Assume first that $f$ is continuous (so uniformly continuous). Given $\varepsilon>0$, there exists $\delta>0$ such that $|s-t|<\delta$ implies $|f(s)-f(t)|<\varepsilon$. So if $2^n>\tfrac1\delta$, then $|s-t|<\delta$ for all $s,t\in I_{k,n}$. Then \begin{align} |f(x)-f_n(x)| &=2^n\Bigg|\int_{I_{k,n}}(f(x)-f(t))\,d\lambda(t)\Bigg|\\[0.3cm] &\leq 2^n\,\int_{I_{k,n}}|f(x)-f(t)|\,d\lambda(t)\\[0.3cm] &\leq2^n\varepsilon\,\lambda(I_{k,n})=\varepsilon. \end{align} So $f_n(x)\to f(x)$ for all $x$.

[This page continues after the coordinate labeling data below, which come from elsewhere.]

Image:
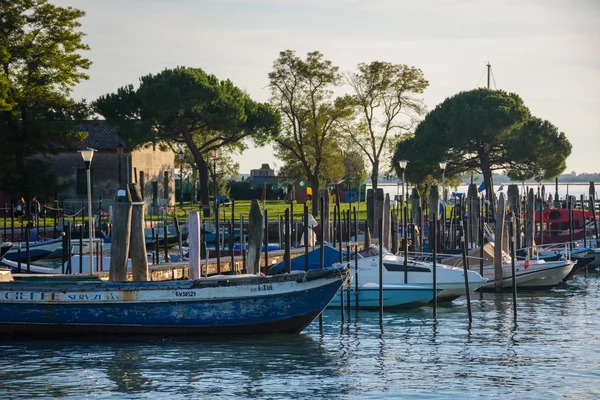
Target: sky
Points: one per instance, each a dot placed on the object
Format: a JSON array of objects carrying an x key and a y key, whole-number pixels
[{"x": 547, "y": 51}]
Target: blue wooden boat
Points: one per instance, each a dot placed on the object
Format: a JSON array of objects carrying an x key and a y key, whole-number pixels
[
  {"x": 395, "y": 296},
  {"x": 242, "y": 304}
]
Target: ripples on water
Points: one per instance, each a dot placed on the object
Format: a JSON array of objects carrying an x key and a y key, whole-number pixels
[{"x": 553, "y": 352}]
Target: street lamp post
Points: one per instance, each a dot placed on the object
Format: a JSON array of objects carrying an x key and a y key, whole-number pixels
[
  {"x": 443, "y": 167},
  {"x": 181, "y": 155},
  {"x": 120, "y": 153},
  {"x": 402, "y": 164},
  {"x": 87, "y": 156}
]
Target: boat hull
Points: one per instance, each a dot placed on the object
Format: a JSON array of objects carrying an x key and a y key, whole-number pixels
[
  {"x": 394, "y": 296},
  {"x": 227, "y": 305},
  {"x": 535, "y": 277}
]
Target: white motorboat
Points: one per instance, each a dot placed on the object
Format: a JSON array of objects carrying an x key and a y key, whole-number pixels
[
  {"x": 450, "y": 279},
  {"x": 530, "y": 274},
  {"x": 533, "y": 273},
  {"x": 393, "y": 296}
]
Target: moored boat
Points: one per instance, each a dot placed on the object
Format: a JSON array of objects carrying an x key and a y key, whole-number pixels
[
  {"x": 450, "y": 280},
  {"x": 233, "y": 304},
  {"x": 393, "y": 296}
]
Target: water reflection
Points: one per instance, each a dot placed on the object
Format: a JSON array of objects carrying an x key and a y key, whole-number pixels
[{"x": 553, "y": 351}]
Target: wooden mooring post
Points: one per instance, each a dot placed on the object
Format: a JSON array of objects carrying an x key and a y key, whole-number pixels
[
  {"x": 120, "y": 235},
  {"x": 499, "y": 238},
  {"x": 194, "y": 241},
  {"x": 255, "y": 239},
  {"x": 137, "y": 240}
]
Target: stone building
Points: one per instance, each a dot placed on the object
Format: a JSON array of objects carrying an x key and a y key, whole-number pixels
[{"x": 151, "y": 167}]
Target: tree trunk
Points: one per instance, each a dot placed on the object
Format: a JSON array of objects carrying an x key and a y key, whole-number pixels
[
  {"x": 315, "y": 185},
  {"x": 204, "y": 185},
  {"x": 202, "y": 171},
  {"x": 375, "y": 175},
  {"x": 487, "y": 178}
]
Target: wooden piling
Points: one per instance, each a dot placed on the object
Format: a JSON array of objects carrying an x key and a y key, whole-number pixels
[
  {"x": 471, "y": 205},
  {"x": 513, "y": 256},
  {"x": 433, "y": 245},
  {"x": 499, "y": 237},
  {"x": 386, "y": 222},
  {"x": 255, "y": 233},
  {"x": 380, "y": 271},
  {"x": 584, "y": 221},
  {"x": 514, "y": 203},
  {"x": 306, "y": 239},
  {"x": 416, "y": 217},
  {"x": 194, "y": 241},
  {"x": 120, "y": 235},
  {"x": 466, "y": 269},
  {"x": 266, "y": 240},
  {"x": 434, "y": 205},
  {"x": 529, "y": 224},
  {"x": 287, "y": 238},
  {"x": 137, "y": 239},
  {"x": 324, "y": 216},
  {"x": 592, "y": 192}
]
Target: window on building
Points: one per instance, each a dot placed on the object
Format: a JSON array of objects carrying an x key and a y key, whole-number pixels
[{"x": 82, "y": 180}]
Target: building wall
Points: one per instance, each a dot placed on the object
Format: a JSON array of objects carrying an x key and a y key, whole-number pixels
[
  {"x": 152, "y": 164},
  {"x": 105, "y": 169}
]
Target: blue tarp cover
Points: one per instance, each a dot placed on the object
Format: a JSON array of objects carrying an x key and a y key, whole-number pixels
[{"x": 332, "y": 255}]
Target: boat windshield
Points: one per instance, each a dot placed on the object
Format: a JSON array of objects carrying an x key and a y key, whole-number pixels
[{"x": 373, "y": 251}]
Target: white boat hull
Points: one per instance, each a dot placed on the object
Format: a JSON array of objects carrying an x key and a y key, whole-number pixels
[
  {"x": 451, "y": 280},
  {"x": 394, "y": 296},
  {"x": 539, "y": 275}
]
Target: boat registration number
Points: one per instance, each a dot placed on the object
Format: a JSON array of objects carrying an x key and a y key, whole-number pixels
[
  {"x": 262, "y": 288},
  {"x": 185, "y": 293}
]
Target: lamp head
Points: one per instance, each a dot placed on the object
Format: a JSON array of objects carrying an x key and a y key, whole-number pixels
[{"x": 87, "y": 155}]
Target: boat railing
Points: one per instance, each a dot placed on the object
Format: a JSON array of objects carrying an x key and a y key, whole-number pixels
[{"x": 425, "y": 256}]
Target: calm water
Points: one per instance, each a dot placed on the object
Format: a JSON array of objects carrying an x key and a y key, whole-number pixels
[{"x": 554, "y": 352}]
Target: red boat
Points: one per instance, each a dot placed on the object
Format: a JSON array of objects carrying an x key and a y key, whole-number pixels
[{"x": 556, "y": 225}]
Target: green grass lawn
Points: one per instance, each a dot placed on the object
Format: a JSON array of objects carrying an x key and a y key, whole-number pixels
[{"x": 275, "y": 208}]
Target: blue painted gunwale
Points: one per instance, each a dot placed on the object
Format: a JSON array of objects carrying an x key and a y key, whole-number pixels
[{"x": 227, "y": 305}]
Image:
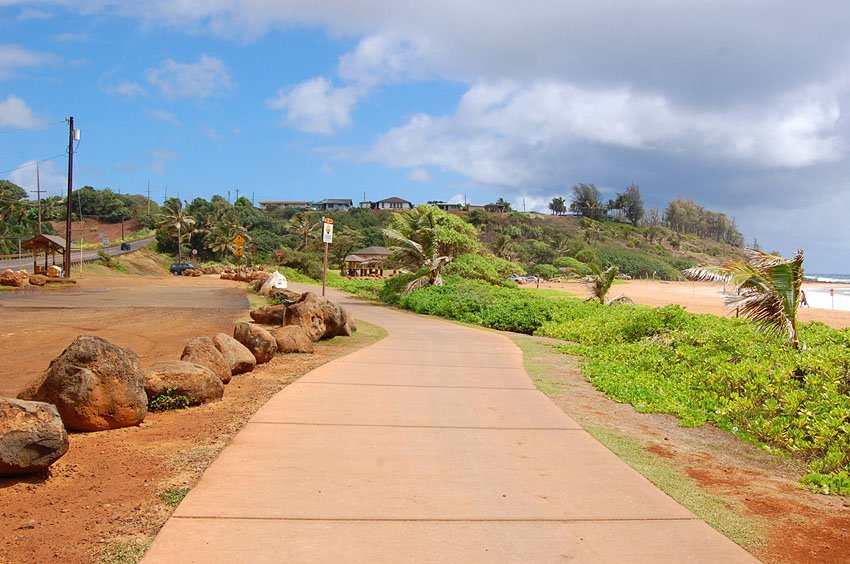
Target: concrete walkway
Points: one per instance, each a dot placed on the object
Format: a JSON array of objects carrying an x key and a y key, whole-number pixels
[{"x": 430, "y": 446}]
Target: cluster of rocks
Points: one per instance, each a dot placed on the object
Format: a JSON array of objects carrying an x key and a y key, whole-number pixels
[
  {"x": 17, "y": 279},
  {"x": 95, "y": 385},
  {"x": 244, "y": 274}
]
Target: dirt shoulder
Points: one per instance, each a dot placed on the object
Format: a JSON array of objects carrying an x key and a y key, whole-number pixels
[
  {"x": 745, "y": 493},
  {"x": 696, "y": 297},
  {"x": 109, "y": 495}
]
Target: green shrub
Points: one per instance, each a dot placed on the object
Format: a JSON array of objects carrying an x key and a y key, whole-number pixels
[
  {"x": 545, "y": 271},
  {"x": 392, "y": 288},
  {"x": 573, "y": 265},
  {"x": 587, "y": 256},
  {"x": 169, "y": 400},
  {"x": 488, "y": 268}
]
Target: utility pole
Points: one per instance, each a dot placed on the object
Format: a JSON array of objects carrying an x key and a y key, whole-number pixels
[
  {"x": 38, "y": 191},
  {"x": 67, "y": 258}
]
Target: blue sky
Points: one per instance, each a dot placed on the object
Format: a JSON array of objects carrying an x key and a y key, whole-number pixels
[{"x": 738, "y": 104}]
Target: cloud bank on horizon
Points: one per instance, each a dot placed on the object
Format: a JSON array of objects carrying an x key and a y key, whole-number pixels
[{"x": 737, "y": 104}]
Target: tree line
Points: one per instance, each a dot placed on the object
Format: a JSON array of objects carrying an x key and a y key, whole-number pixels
[{"x": 680, "y": 215}]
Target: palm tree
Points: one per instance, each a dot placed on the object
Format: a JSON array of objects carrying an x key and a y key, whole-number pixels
[
  {"x": 175, "y": 216},
  {"x": 768, "y": 289},
  {"x": 303, "y": 224},
  {"x": 413, "y": 241},
  {"x": 599, "y": 281}
]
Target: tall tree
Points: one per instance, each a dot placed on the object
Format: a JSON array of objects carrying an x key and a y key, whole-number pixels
[
  {"x": 428, "y": 238},
  {"x": 587, "y": 201},
  {"x": 558, "y": 205},
  {"x": 174, "y": 218},
  {"x": 304, "y": 225},
  {"x": 631, "y": 203},
  {"x": 768, "y": 289}
]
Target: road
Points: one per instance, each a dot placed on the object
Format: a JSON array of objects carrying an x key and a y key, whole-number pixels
[
  {"x": 76, "y": 256},
  {"x": 432, "y": 445}
]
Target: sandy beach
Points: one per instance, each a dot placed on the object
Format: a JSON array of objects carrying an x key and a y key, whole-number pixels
[{"x": 705, "y": 297}]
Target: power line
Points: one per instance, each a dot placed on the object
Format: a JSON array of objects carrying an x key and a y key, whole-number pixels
[
  {"x": 33, "y": 163},
  {"x": 31, "y": 128}
]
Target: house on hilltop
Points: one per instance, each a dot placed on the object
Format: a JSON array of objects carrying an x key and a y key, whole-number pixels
[
  {"x": 286, "y": 204},
  {"x": 446, "y": 206},
  {"x": 333, "y": 205},
  {"x": 366, "y": 262},
  {"x": 391, "y": 204}
]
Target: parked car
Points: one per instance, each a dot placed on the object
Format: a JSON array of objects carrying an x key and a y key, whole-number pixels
[{"x": 178, "y": 268}]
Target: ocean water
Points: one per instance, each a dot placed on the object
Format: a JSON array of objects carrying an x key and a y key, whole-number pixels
[{"x": 835, "y": 297}]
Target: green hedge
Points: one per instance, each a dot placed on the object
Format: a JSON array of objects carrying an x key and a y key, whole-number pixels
[{"x": 701, "y": 368}]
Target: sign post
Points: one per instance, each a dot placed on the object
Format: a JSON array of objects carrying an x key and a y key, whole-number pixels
[
  {"x": 327, "y": 239},
  {"x": 238, "y": 246}
]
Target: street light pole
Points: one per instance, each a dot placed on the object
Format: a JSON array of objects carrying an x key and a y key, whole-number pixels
[{"x": 67, "y": 261}]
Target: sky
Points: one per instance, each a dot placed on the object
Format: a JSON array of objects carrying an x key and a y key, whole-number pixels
[{"x": 738, "y": 104}]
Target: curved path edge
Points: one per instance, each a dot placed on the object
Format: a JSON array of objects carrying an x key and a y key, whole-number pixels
[{"x": 432, "y": 445}]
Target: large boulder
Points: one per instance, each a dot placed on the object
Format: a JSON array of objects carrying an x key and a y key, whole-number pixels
[
  {"x": 198, "y": 383},
  {"x": 259, "y": 341},
  {"x": 32, "y": 436},
  {"x": 236, "y": 354},
  {"x": 320, "y": 317},
  {"x": 12, "y": 278},
  {"x": 293, "y": 338},
  {"x": 95, "y": 385},
  {"x": 269, "y": 315},
  {"x": 202, "y": 351}
]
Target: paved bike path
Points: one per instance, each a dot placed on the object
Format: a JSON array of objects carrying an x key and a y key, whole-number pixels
[{"x": 430, "y": 446}]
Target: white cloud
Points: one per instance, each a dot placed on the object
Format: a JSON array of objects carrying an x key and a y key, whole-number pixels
[
  {"x": 420, "y": 175},
  {"x": 510, "y": 135},
  {"x": 72, "y": 37},
  {"x": 163, "y": 115},
  {"x": 161, "y": 158},
  {"x": 315, "y": 106},
  {"x": 50, "y": 176},
  {"x": 14, "y": 112},
  {"x": 129, "y": 89},
  {"x": 206, "y": 77},
  {"x": 14, "y": 56}
]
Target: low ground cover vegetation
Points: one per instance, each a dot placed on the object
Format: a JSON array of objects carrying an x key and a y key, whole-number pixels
[{"x": 701, "y": 368}]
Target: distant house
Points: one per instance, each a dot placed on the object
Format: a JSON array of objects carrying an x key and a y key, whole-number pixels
[
  {"x": 47, "y": 245},
  {"x": 391, "y": 204},
  {"x": 446, "y": 206},
  {"x": 333, "y": 205},
  {"x": 366, "y": 262},
  {"x": 286, "y": 204}
]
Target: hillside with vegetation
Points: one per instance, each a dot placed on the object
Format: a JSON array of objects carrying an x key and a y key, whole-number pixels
[{"x": 654, "y": 244}]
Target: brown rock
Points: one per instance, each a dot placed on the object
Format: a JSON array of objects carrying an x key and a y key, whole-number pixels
[
  {"x": 320, "y": 317},
  {"x": 198, "y": 383},
  {"x": 12, "y": 278},
  {"x": 202, "y": 351},
  {"x": 293, "y": 338},
  {"x": 236, "y": 354},
  {"x": 259, "y": 341},
  {"x": 269, "y": 315},
  {"x": 32, "y": 436},
  {"x": 95, "y": 385}
]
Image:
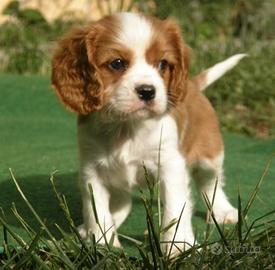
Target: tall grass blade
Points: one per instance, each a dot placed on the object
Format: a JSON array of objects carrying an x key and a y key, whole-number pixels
[{"x": 64, "y": 257}]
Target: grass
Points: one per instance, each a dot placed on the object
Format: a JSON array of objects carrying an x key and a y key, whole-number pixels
[
  {"x": 215, "y": 30},
  {"x": 38, "y": 137}
]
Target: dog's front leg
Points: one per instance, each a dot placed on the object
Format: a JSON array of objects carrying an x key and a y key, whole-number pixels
[
  {"x": 177, "y": 205},
  {"x": 96, "y": 214}
]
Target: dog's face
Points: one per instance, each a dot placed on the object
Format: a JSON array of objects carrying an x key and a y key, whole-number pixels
[{"x": 125, "y": 65}]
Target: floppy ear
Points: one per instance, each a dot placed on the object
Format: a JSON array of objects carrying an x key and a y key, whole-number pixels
[
  {"x": 179, "y": 69},
  {"x": 74, "y": 78}
]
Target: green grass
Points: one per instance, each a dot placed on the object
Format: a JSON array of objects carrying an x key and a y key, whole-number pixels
[
  {"x": 38, "y": 137},
  {"x": 214, "y": 30}
]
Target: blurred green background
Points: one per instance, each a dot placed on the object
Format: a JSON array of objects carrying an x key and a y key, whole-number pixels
[
  {"x": 37, "y": 136},
  {"x": 215, "y": 30}
]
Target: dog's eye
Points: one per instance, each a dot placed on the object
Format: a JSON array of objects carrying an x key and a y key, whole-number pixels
[
  {"x": 162, "y": 65},
  {"x": 118, "y": 64}
]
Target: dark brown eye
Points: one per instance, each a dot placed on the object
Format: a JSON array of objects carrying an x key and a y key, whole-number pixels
[
  {"x": 118, "y": 64},
  {"x": 163, "y": 64}
]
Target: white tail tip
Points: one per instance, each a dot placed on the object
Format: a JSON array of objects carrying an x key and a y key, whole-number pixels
[{"x": 212, "y": 74}]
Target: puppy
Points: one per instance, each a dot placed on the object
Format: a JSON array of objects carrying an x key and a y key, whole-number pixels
[{"x": 126, "y": 77}]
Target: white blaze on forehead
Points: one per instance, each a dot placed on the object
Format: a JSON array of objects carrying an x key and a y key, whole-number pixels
[{"x": 136, "y": 32}]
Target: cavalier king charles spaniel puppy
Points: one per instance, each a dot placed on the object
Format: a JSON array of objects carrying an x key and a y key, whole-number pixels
[{"x": 126, "y": 77}]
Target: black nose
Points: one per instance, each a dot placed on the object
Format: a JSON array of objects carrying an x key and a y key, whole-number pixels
[{"x": 146, "y": 92}]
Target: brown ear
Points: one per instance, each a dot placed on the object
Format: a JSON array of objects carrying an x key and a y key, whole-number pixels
[
  {"x": 179, "y": 69},
  {"x": 74, "y": 78}
]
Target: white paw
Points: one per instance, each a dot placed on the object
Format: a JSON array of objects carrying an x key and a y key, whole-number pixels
[{"x": 229, "y": 216}]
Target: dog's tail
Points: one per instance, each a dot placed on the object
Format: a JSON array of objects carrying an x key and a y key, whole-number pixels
[{"x": 210, "y": 75}]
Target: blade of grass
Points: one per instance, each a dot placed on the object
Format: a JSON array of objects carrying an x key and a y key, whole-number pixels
[
  {"x": 64, "y": 257},
  {"x": 256, "y": 189}
]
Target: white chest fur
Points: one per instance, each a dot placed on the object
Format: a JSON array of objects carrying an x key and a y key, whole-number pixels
[{"x": 120, "y": 153}]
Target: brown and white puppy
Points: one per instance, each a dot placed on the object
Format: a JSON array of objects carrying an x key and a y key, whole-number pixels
[{"x": 126, "y": 76}]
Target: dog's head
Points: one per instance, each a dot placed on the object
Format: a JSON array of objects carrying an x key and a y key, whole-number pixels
[{"x": 125, "y": 65}]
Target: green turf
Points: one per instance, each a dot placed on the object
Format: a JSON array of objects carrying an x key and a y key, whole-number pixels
[{"x": 37, "y": 137}]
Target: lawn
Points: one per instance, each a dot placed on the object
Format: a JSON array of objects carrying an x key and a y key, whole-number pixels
[{"x": 38, "y": 137}]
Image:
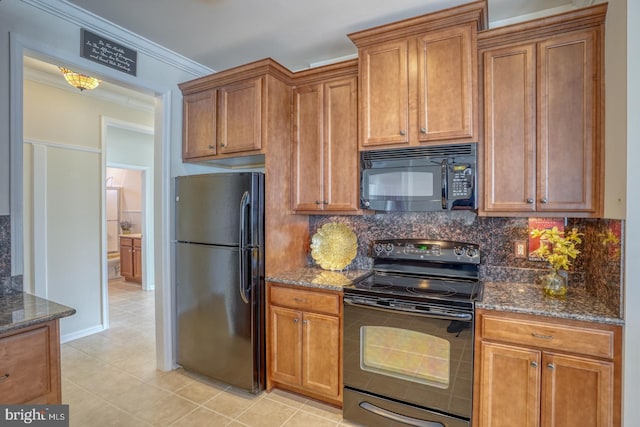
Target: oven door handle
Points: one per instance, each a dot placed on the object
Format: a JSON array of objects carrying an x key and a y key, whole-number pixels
[
  {"x": 445, "y": 316},
  {"x": 398, "y": 417}
]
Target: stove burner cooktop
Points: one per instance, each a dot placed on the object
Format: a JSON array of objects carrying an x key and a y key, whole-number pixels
[
  {"x": 419, "y": 287},
  {"x": 423, "y": 270}
]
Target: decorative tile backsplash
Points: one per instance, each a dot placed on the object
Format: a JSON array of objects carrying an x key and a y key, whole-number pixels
[{"x": 598, "y": 267}]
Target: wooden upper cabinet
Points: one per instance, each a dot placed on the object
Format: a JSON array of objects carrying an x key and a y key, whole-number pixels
[
  {"x": 231, "y": 114},
  {"x": 325, "y": 143},
  {"x": 543, "y": 116},
  {"x": 240, "y": 117},
  {"x": 418, "y": 79},
  {"x": 199, "y": 124},
  {"x": 510, "y": 135},
  {"x": 446, "y": 82},
  {"x": 384, "y": 86},
  {"x": 568, "y": 152}
]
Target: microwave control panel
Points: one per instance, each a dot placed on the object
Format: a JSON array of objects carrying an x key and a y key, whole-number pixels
[{"x": 462, "y": 181}]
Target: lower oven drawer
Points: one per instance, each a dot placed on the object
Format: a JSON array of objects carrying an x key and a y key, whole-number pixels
[{"x": 373, "y": 411}]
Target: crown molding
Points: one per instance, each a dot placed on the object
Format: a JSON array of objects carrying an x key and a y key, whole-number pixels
[{"x": 76, "y": 15}]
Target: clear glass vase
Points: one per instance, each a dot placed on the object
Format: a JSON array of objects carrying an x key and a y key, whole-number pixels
[{"x": 554, "y": 283}]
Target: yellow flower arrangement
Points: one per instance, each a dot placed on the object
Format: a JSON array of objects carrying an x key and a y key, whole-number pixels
[{"x": 557, "y": 247}]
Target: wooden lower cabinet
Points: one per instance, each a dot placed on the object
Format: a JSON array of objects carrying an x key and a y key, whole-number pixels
[
  {"x": 537, "y": 371},
  {"x": 304, "y": 342},
  {"x": 131, "y": 259},
  {"x": 30, "y": 365}
]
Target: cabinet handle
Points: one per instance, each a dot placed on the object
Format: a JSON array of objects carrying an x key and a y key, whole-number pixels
[{"x": 542, "y": 337}]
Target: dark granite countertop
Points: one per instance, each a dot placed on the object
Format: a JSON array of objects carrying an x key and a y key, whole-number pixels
[
  {"x": 315, "y": 277},
  {"x": 19, "y": 310},
  {"x": 527, "y": 298}
]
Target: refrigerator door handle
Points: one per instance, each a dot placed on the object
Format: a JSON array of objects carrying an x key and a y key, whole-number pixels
[{"x": 244, "y": 203}]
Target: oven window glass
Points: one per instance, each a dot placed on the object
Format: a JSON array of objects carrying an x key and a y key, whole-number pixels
[
  {"x": 401, "y": 183},
  {"x": 405, "y": 354}
]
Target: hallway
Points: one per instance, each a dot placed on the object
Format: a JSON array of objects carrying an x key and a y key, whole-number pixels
[{"x": 110, "y": 379}]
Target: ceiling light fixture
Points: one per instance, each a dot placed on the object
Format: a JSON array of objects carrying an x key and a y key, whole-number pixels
[{"x": 79, "y": 80}]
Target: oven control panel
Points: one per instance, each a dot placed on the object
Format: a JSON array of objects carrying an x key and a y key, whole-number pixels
[{"x": 428, "y": 250}]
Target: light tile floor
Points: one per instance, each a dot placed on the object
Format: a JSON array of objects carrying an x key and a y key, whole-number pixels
[{"x": 110, "y": 379}]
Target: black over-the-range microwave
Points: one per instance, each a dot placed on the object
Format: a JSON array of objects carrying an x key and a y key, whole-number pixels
[{"x": 419, "y": 179}]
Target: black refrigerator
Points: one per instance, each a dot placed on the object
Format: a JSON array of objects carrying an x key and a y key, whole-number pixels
[{"x": 220, "y": 277}]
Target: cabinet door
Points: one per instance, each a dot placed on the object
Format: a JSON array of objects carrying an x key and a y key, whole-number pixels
[
  {"x": 240, "y": 117},
  {"x": 286, "y": 345},
  {"x": 577, "y": 391},
  {"x": 126, "y": 258},
  {"x": 341, "y": 172},
  {"x": 509, "y": 129},
  {"x": 199, "y": 127},
  {"x": 568, "y": 151},
  {"x": 308, "y": 157},
  {"x": 510, "y": 386},
  {"x": 137, "y": 260},
  {"x": 384, "y": 81},
  {"x": 445, "y": 80},
  {"x": 321, "y": 354}
]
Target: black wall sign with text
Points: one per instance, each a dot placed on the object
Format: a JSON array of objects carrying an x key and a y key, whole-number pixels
[{"x": 107, "y": 52}]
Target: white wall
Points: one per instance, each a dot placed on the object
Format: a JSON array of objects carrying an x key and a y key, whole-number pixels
[
  {"x": 632, "y": 267},
  {"x": 64, "y": 256}
]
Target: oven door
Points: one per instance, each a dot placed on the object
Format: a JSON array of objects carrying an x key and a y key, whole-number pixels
[
  {"x": 419, "y": 359},
  {"x": 405, "y": 188}
]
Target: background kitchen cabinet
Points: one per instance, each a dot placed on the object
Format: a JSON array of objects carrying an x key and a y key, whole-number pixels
[
  {"x": 131, "y": 258},
  {"x": 304, "y": 342},
  {"x": 325, "y": 146},
  {"x": 30, "y": 365},
  {"x": 418, "y": 79},
  {"x": 532, "y": 370},
  {"x": 542, "y": 118}
]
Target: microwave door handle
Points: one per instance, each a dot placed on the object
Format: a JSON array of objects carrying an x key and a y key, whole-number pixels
[{"x": 444, "y": 168}]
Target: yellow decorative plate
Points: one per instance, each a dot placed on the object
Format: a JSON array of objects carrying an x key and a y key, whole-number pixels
[{"x": 334, "y": 246}]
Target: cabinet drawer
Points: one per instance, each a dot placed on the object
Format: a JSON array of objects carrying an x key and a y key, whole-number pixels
[
  {"x": 305, "y": 300},
  {"x": 548, "y": 335},
  {"x": 25, "y": 366}
]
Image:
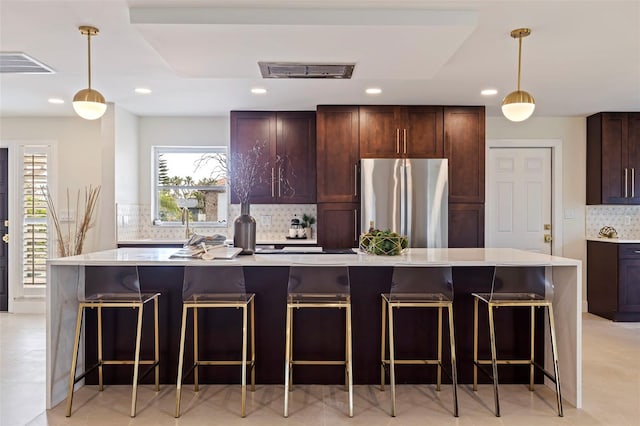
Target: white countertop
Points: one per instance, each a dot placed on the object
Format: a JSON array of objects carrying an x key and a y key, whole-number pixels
[
  {"x": 613, "y": 240},
  {"x": 452, "y": 256},
  {"x": 266, "y": 242}
]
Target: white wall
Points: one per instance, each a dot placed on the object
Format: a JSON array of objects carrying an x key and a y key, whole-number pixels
[
  {"x": 572, "y": 132},
  {"x": 126, "y": 157},
  {"x": 175, "y": 131}
]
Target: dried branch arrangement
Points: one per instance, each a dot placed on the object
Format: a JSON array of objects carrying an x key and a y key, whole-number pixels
[{"x": 71, "y": 242}]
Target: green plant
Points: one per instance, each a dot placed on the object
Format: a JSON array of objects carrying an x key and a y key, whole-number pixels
[{"x": 307, "y": 220}]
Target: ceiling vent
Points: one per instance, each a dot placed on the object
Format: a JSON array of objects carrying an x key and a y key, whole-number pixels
[
  {"x": 305, "y": 70},
  {"x": 20, "y": 63}
]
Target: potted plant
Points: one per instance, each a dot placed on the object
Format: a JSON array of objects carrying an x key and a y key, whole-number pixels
[{"x": 307, "y": 221}]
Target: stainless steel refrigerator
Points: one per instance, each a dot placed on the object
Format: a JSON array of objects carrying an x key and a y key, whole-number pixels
[{"x": 408, "y": 196}]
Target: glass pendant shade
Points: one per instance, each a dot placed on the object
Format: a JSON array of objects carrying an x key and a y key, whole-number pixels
[
  {"x": 89, "y": 104},
  {"x": 518, "y": 105}
]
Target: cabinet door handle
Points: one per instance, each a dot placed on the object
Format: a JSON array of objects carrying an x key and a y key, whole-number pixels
[
  {"x": 626, "y": 183},
  {"x": 355, "y": 225},
  {"x": 273, "y": 181},
  {"x": 405, "y": 140}
]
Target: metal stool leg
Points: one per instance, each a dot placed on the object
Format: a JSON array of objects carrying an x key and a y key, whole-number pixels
[
  {"x": 100, "y": 358},
  {"x": 74, "y": 359},
  {"x": 383, "y": 343},
  {"x": 156, "y": 349},
  {"x": 494, "y": 363},
  {"x": 439, "y": 367},
  {"x": 183, "y": 330},
  {"x": 244, "y": 360},
  {"x": 454, "y": 369},
  {"x": 287, "y": 361},
  {"x": 554, "y": 353},
  {"x": 196, "y": 363},
  {"x": 349, "y": 358},
  {"x": 532, "y": 358},
  {"x": 475, "y": 344},
  {"x": 392, "y": 363},
  {"x": 253, "y": 346},
  {"x": 136, "y": 362}
]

Consider now a general $f\in L^1[0,1]$. Then there exists a sequence $\{g_n\}\subset L^1[0,1]$ with $\|g_n-f\|_1\to0$. From here we can choose a subsequence $\{g_{n_s}\}$ such that $g_{n_s} \to f$ almost uniformly. Now \begin{align} |f(x)-f_n(x)| &\leq |f(x)-g_{n_s}(x)|+\Big|g_{n_s}(x)-2^n\int_{I_{k,n}}g_{n_s}\Big|+\Big|2^n\int_{I_{k,n}}g_{n_s}-f_n(x)\Big|\\[0.3cm] &\leq|f(x)-g_{n_s}(x)|+\Big|2^n\int_{I_{k,n}}(g_{n_s}(x)-g_{n_s})\Big|+\Big|2^n\int_{I_{k,n}}(g_{n_s}-f)\Big|.\\[0.3cm] \end{align} The three terms go to zero: the first and third by the almost uniform convergence, and the middle one by continuity of $g_{n_s}$.